Elsevier

Brain and Cognition

Volume 86, April 2014, Pages 75-81
Brain and Cognition

Unraveling Brain Functional Connectivity of encoding and retrieval in the context of education

https://doi.org/10.1016/j.bandc.2014.01.018Get rights and content

Highlights

  • Negative correlation of default mode network (DMN) with encoding and retrieval.

  • Inhibition of DMN was more in CE for both encoding and retrieval.

  • Associative brain areas for retrieval are greater than encoding.

  • Dorso-lateral pre frontal region (DLPFR) related with encoding and retrieval.

  • Education influences performance and functional brain connectivity.

Abstract

Human memory is an enigmatic component of cognition which many researchers have attempted to comprehend. Accumulating studies on functional connectivity see brain as a complex dynamic unit with positively and negatively correlated networks in perfect coherence during a task.

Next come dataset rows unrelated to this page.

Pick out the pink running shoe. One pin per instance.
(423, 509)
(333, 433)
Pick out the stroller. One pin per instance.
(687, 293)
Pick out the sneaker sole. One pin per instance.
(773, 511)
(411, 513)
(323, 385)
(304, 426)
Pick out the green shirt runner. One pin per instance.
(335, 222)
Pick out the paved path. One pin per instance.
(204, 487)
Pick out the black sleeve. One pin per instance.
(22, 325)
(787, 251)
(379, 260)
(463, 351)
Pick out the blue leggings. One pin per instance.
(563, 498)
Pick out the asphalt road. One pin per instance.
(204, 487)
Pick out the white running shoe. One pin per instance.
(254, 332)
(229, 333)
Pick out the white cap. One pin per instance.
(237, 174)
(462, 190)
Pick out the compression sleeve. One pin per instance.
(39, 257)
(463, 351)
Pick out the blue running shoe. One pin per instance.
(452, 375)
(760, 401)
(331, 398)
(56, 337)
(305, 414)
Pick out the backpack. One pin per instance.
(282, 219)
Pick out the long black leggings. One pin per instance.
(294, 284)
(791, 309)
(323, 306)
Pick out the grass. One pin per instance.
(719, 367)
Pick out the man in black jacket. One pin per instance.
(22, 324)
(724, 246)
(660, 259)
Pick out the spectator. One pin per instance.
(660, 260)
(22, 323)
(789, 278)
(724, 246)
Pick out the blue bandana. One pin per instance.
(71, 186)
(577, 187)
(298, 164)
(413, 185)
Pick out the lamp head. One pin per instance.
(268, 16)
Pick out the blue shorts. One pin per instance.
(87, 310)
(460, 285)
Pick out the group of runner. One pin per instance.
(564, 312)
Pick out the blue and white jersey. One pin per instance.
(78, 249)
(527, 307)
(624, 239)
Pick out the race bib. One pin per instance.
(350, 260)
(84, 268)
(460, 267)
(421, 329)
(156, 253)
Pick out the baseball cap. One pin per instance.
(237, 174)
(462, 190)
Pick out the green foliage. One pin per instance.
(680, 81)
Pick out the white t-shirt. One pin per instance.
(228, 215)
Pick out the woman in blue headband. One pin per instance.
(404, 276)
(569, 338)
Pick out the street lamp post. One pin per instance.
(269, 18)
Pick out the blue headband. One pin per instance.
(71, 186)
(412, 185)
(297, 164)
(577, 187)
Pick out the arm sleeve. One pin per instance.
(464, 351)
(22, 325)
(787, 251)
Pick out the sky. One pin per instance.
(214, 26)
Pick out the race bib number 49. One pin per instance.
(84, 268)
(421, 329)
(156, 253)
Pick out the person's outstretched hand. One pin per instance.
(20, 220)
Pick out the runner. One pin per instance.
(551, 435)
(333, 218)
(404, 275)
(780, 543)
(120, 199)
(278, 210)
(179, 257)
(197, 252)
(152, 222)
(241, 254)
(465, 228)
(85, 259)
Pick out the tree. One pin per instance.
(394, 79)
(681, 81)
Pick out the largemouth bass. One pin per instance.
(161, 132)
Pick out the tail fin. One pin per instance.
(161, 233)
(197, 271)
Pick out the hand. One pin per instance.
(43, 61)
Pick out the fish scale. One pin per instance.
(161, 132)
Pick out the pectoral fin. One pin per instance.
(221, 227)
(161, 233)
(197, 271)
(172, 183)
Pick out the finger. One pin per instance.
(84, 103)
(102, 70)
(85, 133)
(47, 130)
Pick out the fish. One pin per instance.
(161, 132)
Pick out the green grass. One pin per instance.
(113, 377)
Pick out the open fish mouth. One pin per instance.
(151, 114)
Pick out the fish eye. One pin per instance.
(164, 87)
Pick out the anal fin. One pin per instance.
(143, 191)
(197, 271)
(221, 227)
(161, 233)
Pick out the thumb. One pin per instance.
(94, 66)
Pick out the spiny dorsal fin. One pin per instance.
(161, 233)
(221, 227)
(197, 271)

We aimed to examine coherence of network connectivity during visual memory encoding and retrieval in the context of education. School Educated (SE) and College Educated (CE) healthy volunteers (n = 60) were recruited and assessed for visual encoding and retrieval. Functional connectivity using seed to voxel based connectivity analysis of the posterior cingulate cortex (PCC) was evaluated. We noticed that there were reciprocal dynamic changes in both dorsolateral prefrontal cortex (DLPFC) region and PCC regions during working memory encoding and retrieval. In agreement with the previous studies, there were more positively correlated regions during retrieval compared to encoding. The default mode network (DMN) networks showed greater negative correlations during more attentive task of visual encoding. In tune with the recent studies on cognitive reserve we also found that number of years of education was a significant factor influencing working memory connectivity. SE had higher positive correlation to DLPFC region and lower negative correlation to DMN in comparison with CE during encoding and retrieval.

Introduction

The importance of memory cannot be understated since our very survival depends on our ability to remember who we are, who others are, our past experiences, what is dangerous, what is safe, etc. Atkinson–Shiffrin model (Bjork & Whitten, 1974) remains the most popular model for studying memory which describes memory as a sequence of three stages, from sensory to short-term to long term memory, rather than as a unitary process. All aspects of memory, can be viewed as the activation of network memory, that is, the increased firing of the cortical neurons making up a memory network (Joaquı́n M. Fuster, 1997). Networks remain open-ended throughout life, subject to expansion and recombination by new experience. The networks of perceptual and motor memory appear hierarchically organized on a foundation of phyletic memory-that is, primary sensory and motor cortex (Joaquı́n M. Fuster, 1997). Short-term memory is represented in a network involving the prefrontal and posterior sensory cortices. The prefrontal cortex controls subsidiary posterior cortices, enabling retention of short-lived information relevant to ongoing goal-directed behavior. Long-term declarative memory is also represented in the cerebral cortex in a domain-specific fashion. For instance, in the inferior temporal cortex, which is involved in object recognition, some neurons encode stimulus repetition, while others learn to encode an elemental semantic-like association between visual images. (T. Fukushima, 2003). The process of encoding varies with the levels of shallow and deep processing (Craik & Tulving, 1975). The retrieval is influenced by cues, encoding specificity, state-dependent learning and transfer-appropriate processing. Neurobiology of memory involves connection, cognition, compartmentalization, and consolidation (Milner, Squire, and Kandel, 1998; Eichenbaum, 2011).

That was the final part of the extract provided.